The REU program goal is to provide undergraduate students in engineering and related fields an opportunity to participate in ongoing active research programs. Working closely with faculty and graduate students, the participants will gain hands onexperience with atmospheric chemistry measurements and modeling.
Who is eligible?
Participants must be currently registered at a two or four year college, and may not have received their Bachelor's degree prior to July. Women and members of demographic groups traditionally underrepresented in engineering are particularly encouraged to apply. You must be a U.S. Citizen or permanent resident in order to receive NSF funding.
Students at all levels of their undergraduate work are sought for this program, including students on the quarter system, and majors such as civil engineering, environmental engineering, as well as students from chemistry, physics, math, and other technical majors are encouraged to apply.

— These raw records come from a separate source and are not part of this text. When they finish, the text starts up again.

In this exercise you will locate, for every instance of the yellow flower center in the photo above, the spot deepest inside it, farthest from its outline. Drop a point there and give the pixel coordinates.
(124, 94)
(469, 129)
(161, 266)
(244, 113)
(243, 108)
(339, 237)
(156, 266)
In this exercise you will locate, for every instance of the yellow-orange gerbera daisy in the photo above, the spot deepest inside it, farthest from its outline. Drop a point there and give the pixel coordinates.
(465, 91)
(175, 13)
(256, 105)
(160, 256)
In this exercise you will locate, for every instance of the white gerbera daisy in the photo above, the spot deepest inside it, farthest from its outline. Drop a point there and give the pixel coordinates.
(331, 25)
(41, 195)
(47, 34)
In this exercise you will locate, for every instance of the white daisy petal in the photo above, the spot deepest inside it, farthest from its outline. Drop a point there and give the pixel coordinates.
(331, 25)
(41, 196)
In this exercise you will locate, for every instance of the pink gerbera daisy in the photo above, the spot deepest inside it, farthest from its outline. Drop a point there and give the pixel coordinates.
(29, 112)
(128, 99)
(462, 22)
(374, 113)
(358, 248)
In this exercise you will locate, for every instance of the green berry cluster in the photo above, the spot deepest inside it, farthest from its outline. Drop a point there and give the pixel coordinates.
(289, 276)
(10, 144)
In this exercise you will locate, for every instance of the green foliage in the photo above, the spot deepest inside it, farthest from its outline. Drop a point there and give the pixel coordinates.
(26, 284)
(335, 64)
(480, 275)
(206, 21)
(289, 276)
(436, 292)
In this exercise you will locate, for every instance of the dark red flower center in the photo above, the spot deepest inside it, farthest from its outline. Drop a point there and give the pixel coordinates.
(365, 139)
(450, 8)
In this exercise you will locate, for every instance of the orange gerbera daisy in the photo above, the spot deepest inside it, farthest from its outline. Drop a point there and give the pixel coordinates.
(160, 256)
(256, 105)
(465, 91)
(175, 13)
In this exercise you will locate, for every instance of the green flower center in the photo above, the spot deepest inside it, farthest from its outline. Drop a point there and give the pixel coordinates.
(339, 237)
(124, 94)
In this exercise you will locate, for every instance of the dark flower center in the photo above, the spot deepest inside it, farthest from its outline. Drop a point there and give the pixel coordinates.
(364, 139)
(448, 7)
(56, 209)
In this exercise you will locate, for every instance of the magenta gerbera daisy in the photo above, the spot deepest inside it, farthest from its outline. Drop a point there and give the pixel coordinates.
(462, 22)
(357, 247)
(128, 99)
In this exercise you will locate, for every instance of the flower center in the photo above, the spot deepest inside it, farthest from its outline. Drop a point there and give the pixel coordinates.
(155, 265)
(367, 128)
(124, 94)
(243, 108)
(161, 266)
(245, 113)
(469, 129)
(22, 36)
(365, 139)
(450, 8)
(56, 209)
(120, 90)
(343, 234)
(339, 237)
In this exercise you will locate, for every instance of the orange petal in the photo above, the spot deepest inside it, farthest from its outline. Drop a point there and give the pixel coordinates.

Yes, we take Freshmen to Seniors, we do hope to have a broad mix of students at various levels of their college careers, so don't hold back from applying just because you haven't had any environmental engineering courses.
What you get:
In addition to gaining experience with instruments and/or models currently used in government labs, regulatory agencies, consulting firms, and graduate schools, you receive:
A stipend of $5,000 for the 9.5 week session and free housing
Travel assistance for travel to and from Pullman, WA
We will provide housing in an off campus facility, with a shared kitchen and recreation facilities for all students.

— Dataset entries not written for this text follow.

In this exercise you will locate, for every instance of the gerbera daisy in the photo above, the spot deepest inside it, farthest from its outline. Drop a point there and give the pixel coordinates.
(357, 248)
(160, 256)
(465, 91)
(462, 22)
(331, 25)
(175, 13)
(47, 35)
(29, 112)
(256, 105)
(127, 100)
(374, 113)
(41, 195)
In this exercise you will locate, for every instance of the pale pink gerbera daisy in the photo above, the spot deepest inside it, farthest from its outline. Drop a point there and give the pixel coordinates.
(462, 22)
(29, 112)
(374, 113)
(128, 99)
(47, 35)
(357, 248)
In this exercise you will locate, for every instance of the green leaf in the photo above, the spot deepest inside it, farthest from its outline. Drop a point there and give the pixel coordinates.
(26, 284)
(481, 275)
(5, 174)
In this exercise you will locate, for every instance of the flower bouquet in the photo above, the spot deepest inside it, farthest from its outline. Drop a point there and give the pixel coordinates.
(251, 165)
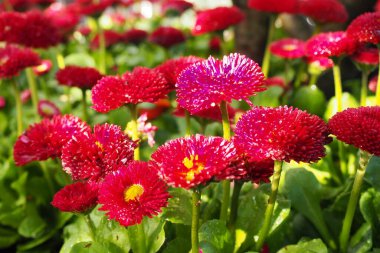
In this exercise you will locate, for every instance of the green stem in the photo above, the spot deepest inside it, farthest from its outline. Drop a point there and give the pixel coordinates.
(338, 87)
(135, 132)
(363, 90)
(226, 183)
(90, 225)
(33, 89)
(84, 105)
(18, 107)
(270, 207)
(353, 201)
(195, 221)
(235, 202)
(266, 58)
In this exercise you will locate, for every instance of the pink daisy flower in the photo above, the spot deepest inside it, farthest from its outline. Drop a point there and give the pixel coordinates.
(281, 134)
(132, 193)
(207, 83)
(92, 156)
(193, 160)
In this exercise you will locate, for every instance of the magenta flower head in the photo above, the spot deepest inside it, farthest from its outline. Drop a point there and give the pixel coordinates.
(365, 28)
(288, 48)
(45, 139)
(91, 157)
(359, 127)
(14, 59)
(173, 67)
(79, 197)
(323, 11)
(207, 83)
(132, 193)
(281, 134)
(47, 109)
(193, 160)
(330, 44)
(217, 19)
(140, 85)
(289, 6)
(167, 36)
(81, 77)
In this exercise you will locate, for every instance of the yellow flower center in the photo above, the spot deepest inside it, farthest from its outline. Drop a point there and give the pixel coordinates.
(133, 192)
(195, 167)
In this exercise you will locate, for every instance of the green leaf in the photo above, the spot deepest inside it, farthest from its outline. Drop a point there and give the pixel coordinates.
(304, 193)
(179, 207)
(313, 246)
(372, 173)
(216, 233)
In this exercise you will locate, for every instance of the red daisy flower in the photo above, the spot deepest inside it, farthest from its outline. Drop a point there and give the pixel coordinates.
(365, 28)
(207, 83)
(175, 7)
(323, 11)
(135, 36)
(167, 36)
(193, 160)
(330, 44)
(359, 127)
(47, 109)
(14, 59)
(131, 193)
(173, 67)
(93, 156)
(289, 6)
(79, 197)
(141, 85)
(81, 77)
(281, 134)
(288, 48)
(217, 19)
(45, 139)
(110, 37)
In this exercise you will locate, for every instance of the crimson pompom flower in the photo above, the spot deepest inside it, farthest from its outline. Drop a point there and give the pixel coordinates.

About Washington State University
Washington State University is a public research university in Pullman, Washington. Founded in 1890, WSU is one of the oldest land grant universities in the American West and features programs in a broad range of academic disciplines. With an undergraduate enrollment of 24,470 and a total enrollment of 29,686, it is the second largest institution of higher education in Washington state. The WSU Pullman campus is perched upon a hill, characterized by open spaces, views, deep green conifers, and a restrained red brick and basalt material palette—materials originally found on site. The university is nestled within the rolling topography of the Palouse in rural eastern Washington and remains intimately connected to the town, the region, and the landscape in which it sits.